Cristina intenta quebrar el frente empresario con una cena en Olivos

Invitó a algunos de los empresarios más importantes. Presión por inversiones.
Julio De Vido se ocupó en las últimas horas de telefonear a uno por uno. Y Oscar Parrilli, secretario General de la presidencia, de reforzar las invitaciones. Ya son cerca de 40 importantes empresarios los que fueron convocados el próximo martes a cenar con la Presidenta en Olivos. ¿El objetivo? "Romper el aislamiento con el establishment, meter una cuña en las entidades empresarias y presionar por mayores inversiones", se sinceraron ante Clarín cerca del ministro de Planificación.

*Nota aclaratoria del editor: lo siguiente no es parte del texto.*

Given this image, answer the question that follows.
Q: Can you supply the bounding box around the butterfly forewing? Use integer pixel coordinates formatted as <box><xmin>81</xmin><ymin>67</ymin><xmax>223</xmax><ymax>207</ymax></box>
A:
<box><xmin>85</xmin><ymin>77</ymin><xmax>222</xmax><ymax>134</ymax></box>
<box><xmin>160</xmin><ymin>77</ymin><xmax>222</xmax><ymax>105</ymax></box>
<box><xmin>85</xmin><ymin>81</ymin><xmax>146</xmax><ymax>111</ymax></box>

Salvo unos pocos, en esa lista no están los que suelen frecuentar la Casa Rosada. De allí, que a varios les haya llamado la atención esta iniciativa, justo cuando la relación con el Gobierno está deteriorada.

Por citar un ejemplo, este año la Casa Rosada no envió a ningún representante a la Conferencia de la Unión Industrial, cuando antes asistía el gabinete en pleno.

Por lo que este diario pudo averiguar hablaron con Luis Pagani, el dueño de Arcor, con Techint, con Alfredo Coto, de la cadena de supermercados homónima, con Carlos Miguens, fuerte en el negocio de la energía, con Gutavo Grobocopatel, uno de los mayores productores agropecuarios, con Eduardo Elsztain, dueño de la mayoría de los shoppings y con Aldo Roggio, de la constructora del mismo nombre y a cargo de la concesión de los subtes.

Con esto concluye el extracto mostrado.